Spinal cord stimulator (SCS) implantation is a procedure in which a small electrical device is placed under the skin near the spine. This procedure is recommended for patients with chronic pain after more conservative measures — medication, physical therapy, surgeries, injections — have failed to provide adequate relief. Spinal cord stimulators are used to deliver electrical pulses to the spinal cord to mask pain signals before they reach the brain. Spinal cord stimulator implantations are performed at a hospital by a neurosurgeon who specializes in pain management. It is usually a two-stage procedure: There is a trial stimulator that will determine if the SCS will work for the type of pain you’re experiencing and where to place the stimulator. Most patients return home the same day as the procedure or the next morning. Recovery times vary, depending on how quickly your body heals and your pain level, but you should be able to return to normal activities within six weeks.

Patient Preparation for Spinal Cord Stimulator Implantation

A physical examination will be performed along with blood tests, chest X-rays and EKGs. It is particularly important to inform the physician of all medications or vitamins taken regularly or if you are pregnant (or think you might be pregnant). Also, let your doctor know if you have heart, lung or other medical conditions that may need special attention, and, finally, if you have a history of bleeding disorders or if you are taking any anticoagulant (blood-thinning) medications, aspirin, or other medications that affect blood clotting. You will be given instructions in advance that will outline what you should and should not do in preparation for the surgery; be sure to read and follow those instructions. You will be asked to fast for eight hours before the procedure, generally after midnight. You will need to make arrangements for transportation after the surgery is complete. If you are given a prescription for pain medication, have it filled prior to surgery.
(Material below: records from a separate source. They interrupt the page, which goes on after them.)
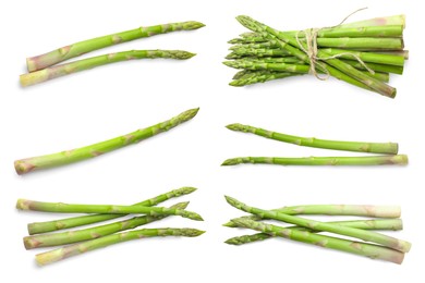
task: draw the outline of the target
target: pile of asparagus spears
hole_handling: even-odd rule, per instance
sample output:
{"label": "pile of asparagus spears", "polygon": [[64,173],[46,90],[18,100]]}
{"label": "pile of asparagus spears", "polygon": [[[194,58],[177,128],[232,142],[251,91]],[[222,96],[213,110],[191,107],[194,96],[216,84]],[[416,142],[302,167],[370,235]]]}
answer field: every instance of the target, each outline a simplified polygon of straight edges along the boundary
{"label": "pile of asparagus spears", "polygon": [[242,69],[231,86],[315,74],[333,76],[354,86],[396,97],[389,74],[402,74],[404,15],[376,17],[333,27],[281,32],[248,16],[236,20],[251,33],[231,39],[226,65]]}
{"label": "pile of asparagus spears", "polygon": [[177,30],[197,29],[203,26],[205,26],[203,23],[194,21],[169,23],[155,26],[144,26],[64,46],[40,56],[27,58],[26,65],[29,73],[21,75],[20,82],[21,85],[25,87],[75,72],[89,70],[96,66],[134,59],[190,59],[195,54],[182,50],[130,50],[56,65],[65,60],[105,47],[127,42],[138,38],[150,37],[159,34],[166,34]]}
{"label": "pile of asparagus spears", "polygon": [[278,165],[405,165],[409,162],[406,155],[398,155],[397,143],[366,143],[366,142],[340,142],[319,139],[314,137],[300,137],[271,132],[260,127],[242,124],[230,124],[229,130],[251,133],[278,142],[298,146],[316,147],[344,151],[378,153],[361,157],[238,157],[227,159],[221,165],[252,164],[278,164]]}
{"label": "pile of asparagus spears", "polygon": [[61,152],[46,155],[46,156],[38,156],[38,157],[31,157],[21,160],[15,160],[14,161],[15,171],[19,175],[22,175],[37,170],[60,167],[60,165],[95,158],[104,153],[107,153],[109,151],[132,144],[136,144],[146,138],[167,132],[194,118],[197,114],[198,110],[199,110],[198,108],[190,109],[180,113],[177,116],[171,118],[170,120],[163,121],[156,125],[146,128],[139,128],[126,135],[104,140],[89,146],[75,148],[71,150],[64,150]]}
{"label": "pile of asparagus spears", "polygon": [[[28,199],[19,199],[16,202],[16,208],[19,210],[44,212],[90,213],[80,217],[28,224],[27,227],[29,236],[24,237],[24,245],[26,249],[66,245],[57,249],[36,255],[37,263],[40,266],[45,266],[83,254],[85,251],[132,239],[143,239],[147,237],[159,236],[199,236],[204,233],[204,231],[187,227],[133,230],[141,225],[145,225],[150,222],[165,219],[169,216],[180,216],[183,218],[202,221],[203,219],[199,214],[185,210],[189,205],[187,201],[175,204],[169,208],[157,207],[158,204],[163,202],[170,198],[189,195],[195,190],[196,188],[194,187],[182,187],[156,196],[154,198],[146,199],[133,206],[69,205],[62,202],[53,204],[34,201]],[[129,214],[143,216],[136,216],[125,220],[111,222],[108,224],[101,224],[101,222],[104,221],[123,218]],[[50,233],[89,224],[97,224],[97,226]]]}
{"label": "pile of asparagus spears", "polygon": [[[260,233],[232,237],[226,241],[231,245],[264,241],[271,237],[284,237],[325,248],[337,249],[373,259],[381,259],[401,263],[404,254],[411,248],[409,242],[398,239],[373,230],[402,230],[400,208],[392,206],[344,206],[344,205],[309,205],[283,207],[274,210],[250,207],[232,197],[226,196],[232,207],[252,213],[252,216],[232,219],[226,223],[229,227],[246,227]],[[320,222],[296,214],[325,214],[325,216],[359,216],[368,219]],[[374,218],[374,219],[371,219]],[[262,222],[271,219],[295,226],[279,226]],[[364,242],[354,242],[335,236],[318,234],[330,232],[337,235],[349,236]],[[369,243],[367,243],[369,242]]]}

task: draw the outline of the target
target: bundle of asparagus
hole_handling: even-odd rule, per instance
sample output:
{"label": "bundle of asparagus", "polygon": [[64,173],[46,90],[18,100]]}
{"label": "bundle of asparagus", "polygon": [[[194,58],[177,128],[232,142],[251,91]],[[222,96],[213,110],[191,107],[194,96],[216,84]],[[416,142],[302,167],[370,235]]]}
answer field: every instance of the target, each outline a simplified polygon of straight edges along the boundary
{"label": "bundle of asparagus", "polygon": [[[270,139],[290,143],[299,146],[316,147],[335,150],[359,151],[368,153],[381,153],[379,156],[364,157],[238,157],[227,159],[221,165],[236,165],[241,163],[266,163],[279,165],[405,165],[408,156],[398,155],[399,145],[396,143],[365,143],[340,142],[319,139],[314,137],[300,137],[242,124],[230,124],[229,130],[252,133]],[[384,155],[382,155],[384,153]]]}
{"label": "bundle of asparagus", "polygon": [[[142,239],[145,237],[157,236],[199,236],[204,233],[204,231],[199,231],[196,229],[163,227],[133,230],[141,225],[161,220],[169,216],[180,216],[183,218],[202,221],[203,219],[199,214],[184,210],[187,207],[189,202],[179,202],[171,206],[170,208],[156,207],[156,205],[163,202],[170,198],[187,195],[195,190],[196,188],[194,187],[182,187],[156,196],[154,198],[146,199],[142,202],[137,202],[133,206],[68,205],[62,202],[52,204],[19,199],[16,202],[16,208],[19,210],[33,210],[45,212],[96,213],[28,224],[29,236],[24,237],[24,245],[26,249],[68,245],[61,248],[52,249],[50,251],[36,255],[37,263],[40,266],[45,266],[72,256],[83,254],[85,251],[132,239]],[[100,225],[100,222],[126,217],[127,214],[144,216],[137,216],[126,220]],[[88,224],[99,225],[82,230],[48,233]],[[126,232],[119,233],[122,231]]]}
{"label": "bundle of asparagus", "polygon": [[376,17],[333,27],[280,32],[248,16],[236,20],[252,33],[231,39],[226,65],[242,69],[231,86],[312,73],[320,79],[333,76],[390,98],[396,88],[389,74],[402,74],[404,15]]}
{"label": "bundle of asparagus", "polygon": [[85,146],[82,148],[16,160],[14,162],[14,167],[16,173],[22,175],[40,169],[64,165],[98,157],[106,152],[125,147],[127,145],[136,144],[143,139],[167,132],[194,118],[198,110],[198,108],[190,109],[170,120],[158,123],[156,125],[146,128],[139,128],[130,134]]}
{"label": "bundle of asparagus", "polygon": [[177,30],[197,29],[203,26],[205,26],[203,23],[194,21],[145,26],[64,46],[45,54],[27,58],[26,65],[29,73],[21,75],[20,82],[22,86],[31,86],[75,72],[133,59],[190,59],[195,54],[181,50],[131,50],[88,58],[80,61],[74,61],[68,64],[56,65],[57,63],[60,63],[62,61],[112,45],[118,45],[138,38],[150,37]]}
{"label": "bundle of asparagus", "polygon": [[[404,254],[411,248],[411,244],[409,242],[373,231],[402,230],[402,222],[401,219],[399,219],[399,207],[311,205],[264,210],[260,208],[250,207],[228,196],[226,196],[226,200],[231,206],[252,213],[253,216],[232,219],[230,222],[226,223],[224,226],[247,227],[260,232],[258,234],[229,238],[226,241],[227,244],[243,245],[270,237],[284,237],[373,259],[387,260],[399,264],[403,261]],[[296,214],[360,216],[379,219],[320,222],[295,217]],[[294,224],[295,226],[283,227],[266,224],[260,222],[264,219],[282,221]],[[338,235],[363,239],[364,242],[354,242],[345,238],[317,234],[320,232],[330,232]]]}

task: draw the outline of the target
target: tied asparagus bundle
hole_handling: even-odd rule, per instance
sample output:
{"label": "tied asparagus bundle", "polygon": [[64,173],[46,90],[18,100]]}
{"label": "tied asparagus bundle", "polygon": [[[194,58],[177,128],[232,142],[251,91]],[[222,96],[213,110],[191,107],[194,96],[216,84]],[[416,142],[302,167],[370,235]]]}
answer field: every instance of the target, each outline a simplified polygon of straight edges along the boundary
{"label": "tied asparagus bundle", "polygon": [[64,46],[45,54],[27,58],[26,65],[29,73],[21,75],[20,82],[21,85],[24,87],[31,86],[75,72],[133,59],[190,59],[195,54],[182,50],[131,50],[98,56],[66,64],[56,65],[65,60],[109,46],[127,42],[138,38],[150,37],[159,34],[167,34],[178,30],[193,30],[203,26],[205,26],[203,23],[194,21],[145,26]]}
{"label": "tied asparagus bundle", "polygon": [[252,164],[279,164],[279,165],[405,165],[409,162],[406,155],[398,155],[397,143],[366,143],[366,142],[341,142],[319,139],[314,137],[300,137],[277,133],[251,125],[230,124],[231,131],[251,133],[278,142],[298,146],[316,147],[333,150],[355,152],[379,153],[378,156],[362,157],[238,157],[224,160],[221,165],[236,165],[242,163]]}
{"label": "tied asparagus bundle", "polygon": [[245,15],[236,20],[251,33],[229,44],[226,65],[242,69],[231,86],[245,86],[295,75],[333,76],[394,98],[389,74],[402,74],[404,15],[376,17],[333,27],[282,32]]}
{"label": "tied asparagus bundle", "polygon": [[26,174],[36,170],[53,168],[58,165],[64,165],[89,158],[95,158],[106,152],[136,144],[146,138],[153,137],[160,133],[167,132],[189,120],[194,118],[197,114],[199,109],[190,109],[179,115],[171,118],[165,122],[158,123],[156,125],[139,128],[135,132],[129,133],[123,136],[111,138],[105,142],[85,146],[82,148],[76,148],[72,150],[65,150],[57,153],[38,156],[32,158],[25,158],[16,160],[14,167],[19,175]]}
{"label": "tied asparagus bundle", "polygon": [[[309,205],[265,210],[250,207],[229,196],[226,196],[226,200],[229,205],[252,216],[232,219],[224,226],[246,227],[260,232],[229,238],[226,243],[230,245],[284,237],[399,264],[403,261],[404,254],[411,248],[409,242],[375,232],[375,230],[402,230],[399,207]],[[360,216],[379,219],[321,222],[298,217],[298,214]],[[282,221],[294,224],[294,226],[279,226],[262,222],[266,219]],[[320,232],[330,232],[361,241],[326,236],[319,234]]]}
{"label": "tied asparagus bundle", "polygon": [[[185,210],[189,201],[179,202],[169,208],[156,207],[156,205],[168,199],[189,195],[195,190],[196,188],[194,187],[182,187],[137,202],[133,206],[66,205],[62,202],[52,204],[19,199],[16,202],[16,208],[19,210],[96,213],[48,222],[29,223],[27,226],[29,236],[24,237],[24,246],[26,249],[33,249],[68,245],[36,255],[37,263],[45,266],[88,250],[132,239],[157,236],[195,237],[203,234],[204,231],[171,227],[134,230],[141,225],[159,221],[170,216],[180,216],[196,221],[203,221],[199,214]],[[126,217],[129,213],[143,216],[136,216],[108,224],[100,224],[104,221]],[[88,224],[97,225],[81,230],[48,233]]]}

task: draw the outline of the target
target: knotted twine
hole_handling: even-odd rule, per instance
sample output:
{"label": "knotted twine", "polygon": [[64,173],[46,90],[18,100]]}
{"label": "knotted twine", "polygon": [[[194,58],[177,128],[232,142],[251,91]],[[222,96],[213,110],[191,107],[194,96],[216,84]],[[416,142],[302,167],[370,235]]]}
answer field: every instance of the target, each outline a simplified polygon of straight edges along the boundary
{"label": "knotted twine", "polygon": [[[362,11],[362,10],[365,10],[367,8],[361,8],[354,12],[352,12],[351,14],[349,14],[348,16],[345,16],[341,23],[339,23],[338,25],[335,25],[335,26],[329,26],[329,27],[321,27],[321,28],[307,28],[307,29],[304,29],[304,30],[300,30],[295,34],[295,39],[296,39],[296,44],[299,45],[300,49],[307,54],[308,57],[308,60],[309,60],[309,71],[308,73],[309,74],[313,74],[316,78],[320,79],[320,81],[327,81],[330,76],[329,74],[329,71],[326,69],[325,64],[319,62],[319,61],[326,61],[326,60],[330,60],[330,59],[338,59],[338,58],[341,58],[341,57],[344,57],[344,56],[351,56],[353,57],[364,69],[366,69],[367,72],[369,72],[371,74],[375,74],[374,70],[372,70],[371,67],[368,67],[366,65],[366,63],[356,54],[353,54],[353,53],[350,53],[350,52],[347,52],[347,53],[340,53],[340,54],[336,54],[336,56],[329,56],[329,57],[317,57],[317,52],[318,52],[318,48],[317,48],[317,36],[318,36],[318,33],[321,30],[321,29],[325,29],[325,28],[335,28],[335,27],[339,27],[341,26],[350,16],[352,16],[353,14]],[[300,40],[300,34],[301,33],[304,33],[304,38],[305,38],[305,41],[306,41],[306,48],[304,47],[304,45],[301,42]],[[319,76],[317,71],[316,71],[316,66],[320,66],[324,72],[325,72],[325,76]]]}

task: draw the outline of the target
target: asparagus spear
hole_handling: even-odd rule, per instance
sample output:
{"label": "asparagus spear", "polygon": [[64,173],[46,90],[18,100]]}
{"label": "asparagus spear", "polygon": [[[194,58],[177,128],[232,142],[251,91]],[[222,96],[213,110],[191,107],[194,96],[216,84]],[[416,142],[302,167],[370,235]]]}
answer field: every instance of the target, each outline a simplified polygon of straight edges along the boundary
{"label": "asparagus spear", "polygon": [[[340,226],[336,224],[330,224],[330,223],[325,223],[325,222],[319,222],[319,221],[314,221],[314,220],[308,220],[300,217],[293,217],[289,214],[284,214],[281,212],[277,211],[271,211],[271,210],[264,210],[255,207],[250,207],[232,197],[226,196],[226,200],[228,201],[229,205],[231,205],[234,208],[238,208],[242,211],[257,214],[260,217],[266,217],[269,219],[275,219],[279,221],[283,221],[287,223],[295,224],[299,226],[303,227],[308,227],[313,229],[315,231],[324,231],[324,232],[330,232],[330,233],[336,233],[340,235],[345,235],[354,238],[360,238],[366,242],[372,242],[376,244],[380,244],[382,246],[397,249],[403,253],[408,253],[410,250],[411,244],[409,242],[398,239],[394,237],[390,237],[384,234],[379,234],[376,232],[372,231],[365,231],[365,230],[360,230],[360,229],[354,229],[354,227],[347,227],[347,226]],[[247,220],[252,221],[252,220]],[[240,222],[236,222],[240,224]]]}
{"label": "asparagus spear", "polygon": [[[286,36],[299,36],[302,42],[305,42],[305,33],[289,34],[282,33]],[[304,34],[304,36],[300,36]],[[402,50],[404,48],[403,39],[401,38],[380,38],[380,37],[317,37],[318,47],[344,48],[344,49],[362,49],[362,50]],[[248,44],[247,48],[279,48],[277,40],[268,40],[265,42]],[[242,48],[242,47],[240,47]],[[239,48],[232,48],[233,51]]]}
{"label": "asparagus spear", "polygon": [[81,244],[74,244],[65,246],[62,248],[53,249],[42,254],[36,255],[36,261],[40,266],[53,263],[56,261],[81,255],[85,251],[94,250],[97,248],[107,247],[113,244],[139,239],[146,237],[158,237],[158,236],[185,236],[185,237],[196,237],[205,233],[205,231],[199,231],[196,229],[142,229],[136,231],[123,232],[118,234],[112,234]]}
{"label": "asparagus spear", "polygon": [[32,57],[26,59],[26,64],[29,72],[45,69],[47,66],[54,65],[59,62],[68,59],[100,49],[112,45],[127,42],[134,39],[149,37],[159,34],[166,34],[175,30],[192,30],[205,26],[198,22],[182,22],[182,23],[170,23],[163,25],[145,26],[135,29],[101,36],[84,41],[80,41],[70,46],[56,49],[45,54]]}
{"label": "asparagus spear", "polygon": [[221,165],[278,164],[278,165],[405,165],[408,156],[373,156],[373,157],[238,157],[224,160]]}
{"label": "asparagus spear", "polygon": [[131,144],[138,143],[148,137],[167,132],[181,123],[184,123],[194,118],[199,109],[191,109],[180,113],[179,115],[167,120],[162,123],[153,125],[150,127],[137,130],[133,133],[108,139],[98,144],[93,144],[86,147],[65,150],[52,155],[32,157],[16,160],[14,167],[17,174],[25,174],[40,169],[47,169],[58,165],[64,165],[89,158],[98,157],[106,152],[125,147]]}
{"label": "asparagus spear", "polygon": [[[134,204],[133,206],[143,206],[143,207],[153,207],[160,202],[163,202],[170,198],[180,197],[183,195],[189,195],[195,192],[196,188],[194,187],[181,187],[178,189],[170,190],[166,194],[161,194],[159,196],[146,199],[144,201]],[[76,227],[76,226],[83,226],[88,225],[93,223],[98,223],[107,220],[112,220],[121,217],[125,217],[126,214],[90,214],[90,216],[84,216],[84,217],[73,217],[73,218],[66,218],[56,221],[47,221],[47,222],[35,222],[28,224],[28,233],[29,235],[34,234],[40,234],[40,233],[47,233],[52,232],[57,230],[63,230],[63,229],[70,229],[70,227]]]}
{"label": "asparagus spear", "polygon": [[[371,218],[399,218],[401,214],[398,206],[369,206],[369,205],[307,205],[293,206],[271,209],[271,211],[289,216],[352,216],[352,217],[371,217]],[[262,220],[259,216],[247,217],[251,220]],[[231,220],[223,224],[228,227],[234,227]]]}
{"label": "asparagus spear", "polygon": [[[174,206],[171,206],[170,208],[185,209],[189,201],[179,202]],[[38,247],[50,247],[50,246],[73,244],[77,242],[102,237],[124,230],[135,229],[137,226],[145,225],[147,223],[158,221],[167,217],[168,216],[135,217],[123,221],[117,221],[110,224],[105,224],[100,226],[88,227],[88,229],[83,229],[77,231],[26,236],[24,237],[24,246],[26,249],[32,249]]]}
{"label": "asparagus spear", "polygon": [[60,213],[112,213],[112,214],[130,214],[143,213],[148,216],[180,216],[192,220],[202,221],[202,217],[195,212],[170,209],[165,207],[143,207],[143,206],[116,206],[116,205],[75,205],[63,202],[46,202],[35,201],[29,199],[17,199],[16,209],[33,210],[44,212],[60,212]]}
{"label": "asparagus spear", "polygon": [[121,61],[129,61],[134,59],[155,59],[155,58],[170,58],[170,59],[190,59],[194,53],[181,50],[132,50],[118,53],[110,53],[98,56],[94,58],[74,61],[68,64],[54,65],[39,71],[20,76],[22,86],[32,86],[46,81],[50,81],[64,75],[73,74],[84,70],[89,70],[96,66],[117,63]]}
{"label": "asparagus spear", "polygon": [[[263,32],[263,34],[269,36],[271,39],[277,39],[277,41],[279,41],[281,45],[280,48],[286,49],[292,56],[300,58],[304,62],[308,64],[311,63],[308,56],[303,51],[301,51],[299,48],[294,47],[294,46],[299,46],[299,42],[295,40],[295,38],[288,37],[283,34],[280,34],[278,30],[265,24],[256,22],[248,16],[238,16],[236,19],[245,27],[254,32]],[[301,45],[304,49],[306,49],[305,44],[301,42]],[[368,88],[373,89],[374,91],[382,96],[387,96],[390,98],[396,97],[397,94],[396,88],[386,85],[385,83],[357,71],[355,67],[340,61],[339,59],[331,59],[328,53],[321,51],[320,49],[317,50],[317,57],[320,59],[326,59],[326,63],[320,63],[316,65],[319,71],[336,76],[337,78],[344,79],[348,83],[352,83],[352,81],[347,79],[347,77],[342,75],[345,74],[347,76],[350,76],[355,81],[357,81],[359,83],[361,83],[361,85],[367,86]]]}
{"label": "asparagus spear", "polygon": [[397,155],[399,150],[399,145],[396,143],[340,142],[315,137],[300,137],[242,124],[230,124],[226,127],[232,131],[252,133],[270,139],[305,147],[388,155]]}
{"label": "asparagus spear", "polygon": [[325,248],[347,251],[373,259],[381,259],[400,264],[404,258],[403,253],[382,246],[318,235],[315,233],[309,233],[307,231],[286,229],[277,225],[256,222],[250,219],[239,219],[235,221],[240,226],[260,231],[272,236],[290,238],[293,241],[303,242],[306,244],[312,244]]}
{"label": "asparagus spear", "polygon": [[[242,218],[242,219],[250,219],[250,218]],[[250,219],[253,220],[253,219]],[[232,222],[232,227],[238,226],[238,221]],[[402,221],[401,219],[379,219],[379,220],[352,220],[352,221],[332,221],[328,222],[337,225],[342,226],[349,226],[349,227],[356,227],[356,229],[363,229],[363,230],[402,230]],[[307,229],[307,227],[300,227],[300,226],[289,226],[287,227],[289,230],[296,230],[296,231],[307,231],[311,233],[317,233],[317,231]],[[264,241],[274,237],[270,234],[267,233],[256,233],[252,235],[243,235],[238,237],[232,237],[227,239],[224,243],[230,245],[243,245],[247,243]]]}

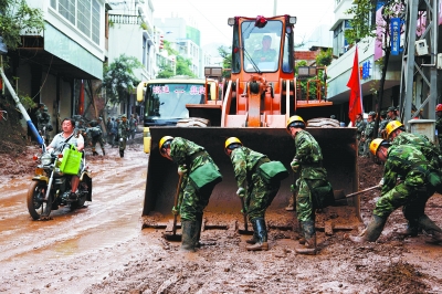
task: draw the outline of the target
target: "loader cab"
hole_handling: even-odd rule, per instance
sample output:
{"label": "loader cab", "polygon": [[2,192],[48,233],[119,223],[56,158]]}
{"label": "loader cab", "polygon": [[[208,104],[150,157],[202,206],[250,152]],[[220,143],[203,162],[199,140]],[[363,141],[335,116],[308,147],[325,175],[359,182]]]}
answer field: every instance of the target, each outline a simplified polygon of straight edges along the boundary
{"label": "loader cab", "polygon": [[293,77],[295,22],[296,18],[288,15],[229,19],[233,27],[232,74],[281,73]]}

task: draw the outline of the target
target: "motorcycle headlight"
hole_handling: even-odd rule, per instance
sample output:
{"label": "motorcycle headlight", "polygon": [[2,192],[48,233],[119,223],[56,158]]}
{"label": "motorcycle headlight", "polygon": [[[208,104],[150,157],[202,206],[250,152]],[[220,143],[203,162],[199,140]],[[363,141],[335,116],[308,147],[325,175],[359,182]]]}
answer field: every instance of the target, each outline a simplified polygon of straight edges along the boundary
{"label": "motorcycle headlight", "polygon": [[52,164],[52,157],[50,154],[43,154],[40,160],[43,166],[49,166]]}

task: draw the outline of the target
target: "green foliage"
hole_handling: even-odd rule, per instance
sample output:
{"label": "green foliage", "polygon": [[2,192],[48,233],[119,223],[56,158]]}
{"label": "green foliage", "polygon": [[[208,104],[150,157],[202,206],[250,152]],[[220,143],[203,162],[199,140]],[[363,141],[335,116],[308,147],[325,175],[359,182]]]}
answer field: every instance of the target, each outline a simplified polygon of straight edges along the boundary
{"label": "green foliage", "polygon": [[118,104],[126,101],[140,81],[135,77],[134,70],[143,69],[143,64],[134,56],[119,55],[109,65],[104,65],[103,83],[98,88],[106,91],[110,104]]}
{"label": "green foliage", "polygon": [[373,12],[373,3],[371,0],[355,0],[355,6],[345,13],[351,14],[354,18],[349,21],[351,28],[345,31],[345,38],[348,44],[357,43],[367,36],[376,36],[373,31],[376,24],[371,24],[370,15]]}
{"label": "green foliage", "polygon": [[44,29],[43,12],[30,8],[25,0],[0,0],[0,35],[9,50],[21,44],[21,31],[40,33]]}
{"label": "green foliage", "polygon": [[326,51],[320,51],[316,56],[316,64],[318,66],[328,66],[333,61],[333,49],[329,48]]}

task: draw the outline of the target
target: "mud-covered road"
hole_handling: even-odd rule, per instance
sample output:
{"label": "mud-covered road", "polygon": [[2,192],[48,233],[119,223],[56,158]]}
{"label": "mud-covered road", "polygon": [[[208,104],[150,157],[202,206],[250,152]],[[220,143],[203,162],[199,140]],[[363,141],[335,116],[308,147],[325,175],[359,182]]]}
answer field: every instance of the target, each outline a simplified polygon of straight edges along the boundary
{"label": "mud-covered road", "polygon": [[[0,293],[442,293],[442,246],[425,243],[424,235],[399,238],[396,231],[406,223],[400,210],[377,243],[355,245],[344,239],[348,231],[320,230],[315,256],[295,253],[301,245],[284,225],[294,218],[286,211],[267,216],[266,252],[248,252],[249,237],[214,227],[202,232],[198,252],[183,253],[161,238],[164,229],[141,230],[148,161],[141,146],[130,145],[123,159],[116,148],[88,158],[93,201],[74,212],[62,207],[49,221],[28,213],[32,172],[11,168],[0,177]],[[379,181],[379,167],[365,159],[359,167],[361,188]],[[365,222],[378,196],[364,195]],[[442,225],[441,212],[438,195],[427,214]],[[207,223],[241,220],[204,217]]]}

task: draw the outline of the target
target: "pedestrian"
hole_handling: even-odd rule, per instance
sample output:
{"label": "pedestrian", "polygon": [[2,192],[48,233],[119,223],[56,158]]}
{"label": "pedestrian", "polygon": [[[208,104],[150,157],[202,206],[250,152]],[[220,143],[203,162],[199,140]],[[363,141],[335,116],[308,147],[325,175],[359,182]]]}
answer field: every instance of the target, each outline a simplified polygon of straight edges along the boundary
{"label": "pedestrian", "polygon": [[118,149],[119,157],[124,157],[124,151],[126,149],[127,138],[129,136],[129,123],[127,122],[127,116],[122,115],[122,122],[118,124]]}
{"label": "pedestrian", "polygon": [[[83,151],[84,149],[84,139],[83,136],[75,132],[75,120],[72,118],[64,118],[62,122],[62,129],[63,132],[55,135],[52,139],[51,144],[48,146],[48,150],[54,149],[57,150],[63,148],[65,143],[69,143],[76,147],[77,151]],[[62,153],[63,150],[60,150]],[[71,193],[70,199],[76,200],[78,198],[78,183],[80,183],[80,176],[83,170],[83,160],[80,165],[77,175],[73,175],[71,178]]]}
{"label": "pedestrian", "polygon": [[[272,203],[280,190],[281,179],[270,180],[265,177],[266,162],[271,162],[267,156],[254,151],[236,137],[225,140],[225,154],[230,157],[238,183],[236,195],[242,197],[244,202],[243,213],[248,214],[253,225],[253,237],[245,246],[250,251],[269,250],[267,228],[265,224],[265,211]],[[288,172],[281,164],[288,176]]]}
{"label": "pedestrian", "polygon": [[165,136],[159,141],[159,151],[178,165],[181,187],[179,204],[173,207],[172,213],[181,216],[181,250],[194,251],[201,245],[203,210],[222,176],[206,149],[188,139]]}
{"label": "pedestrian", "polygon": [[358,155],[364,155],[364,141],[361,140],[364,136],[364,132],[366,129],[366,122],[364,120],[362,114],[356,115],[356,123],[355,123],[357,130],[356,139],[358,140]]}
{"label": "pedestrian", "polygon": [[435,133],[438,137],[439,148],[442,151],[442,104],[438,104],[435,106],[435,116],[438,119],[435,120]]}
{"label": "pedestrian", "polygon": [[434,193],[434,187],[429,180],[429,175],[433,175],[434,170],[424,155],[412,145],[391,146],[380,138],[371,141],[370,151],[385,162],[381,196],[376,202],[372,220],[365,234],[350,235],[349,240],[356,243],[375,242],[391,212],[402,207],[410,234],[413,232],[411,235],[414,232],[417,235],[418,228],[422,228],[431,237],[429,242],[442,242],[441,228],[424,213],[427,201]]}
{"label": "pedestrian", "polygon": [[369,155],[369,148],[370,148],[370,143],[372,140],[372,136],[375,133],[375,119],[376,119],[376,113],[375,112],[369,112],[367,116],[367,123],[366,123],[366,128],[362,132],[362,137],[361,141],[364,144],[362,148],[362,157],[368,157]]}
{"label": "pedestrian", "polygon": [[133,141],[135,139],[135,134],[137,133],[137,127],[138,127],[138,122],[135,118],[134,114],[131,114],[129,118],[129,128],[130,128],[129,138]]}
{"label": "pedestrian", "polygon": [[296,149],[291,166],[294,172],[299,172],[296,181],[296,214],[305,238],[305,248],[295,251],[299,254],[316,254],[315,210],[330,206],[334,195],[327,180],[327,170],[323,167],[322,149],[305,127],[304,119],[297,115],[287,122],[287,132]]}

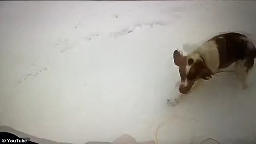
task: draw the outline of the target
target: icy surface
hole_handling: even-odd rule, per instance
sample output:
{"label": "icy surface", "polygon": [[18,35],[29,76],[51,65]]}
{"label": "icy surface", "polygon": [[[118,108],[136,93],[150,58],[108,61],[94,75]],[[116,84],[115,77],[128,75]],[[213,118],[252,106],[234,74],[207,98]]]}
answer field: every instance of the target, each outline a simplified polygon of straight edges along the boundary
{"label": "icy surface", "polygon": [[255,36],[255,7],[249,1],[0,2],[0,125],[84,144],[125,133],[150,140],[168,120],[161,144],[251,144],[256,70],[247,90],[221,73],[176,107],[166,101],[178,93],[173,51],[222,32]]}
What to Expect During and After Spinal Cord Stimulator Implantation

There are two stages to the spinal cord stimulator implantation. The first stage is an outpatient procedure using local anesthetic. Using an X-ray to view the area, the surgeon will insert a hollow needle into the space between the bone and spinal cord. The trial lead is then inserted and placed near specific nerves. The wires will be attached to a generator worn on a belt. You’ll go home and monitor your pain level, following all instructions from your doctor. After three to seven days, you’ll return to your doctor to discuss next steps. If it was successful, you’ll move on to stage two. If the trial was unsuccessful, the doctor will remove the trial leads. Stage two is when the permanent stimulator is implanted. After arriving at the hospital, you’ll have a brief physical exam and you will be given a local anesthetic and sedative. The electrode leads are inserted with the aid of an X-ray. Then a small incision is made over the vertebra. A small portion of the bony arch is removed to make room for the leads, which are attached to the epidural space above the spinal cord. After testing the placement and pain level, the surgeon will run the lead wire under the skin to a generator which will be placed under the skin of the buttock. The surgeon will close the incision using stitches or steri-strips.

After surgery, you will be taken to the recovery room for observation. Once your blood pressure, pulse, and breathing are stable and you are alert, you will most often be discharged to your home. Before being discharged, you will be given instructions about care for your incision, limits on activities and what you should do to aid your recovery. If you notice any of the following, call the number the hospital gave you: Fever, excessive sweating, difficulty urinating, redness, bleeding or worsening pain.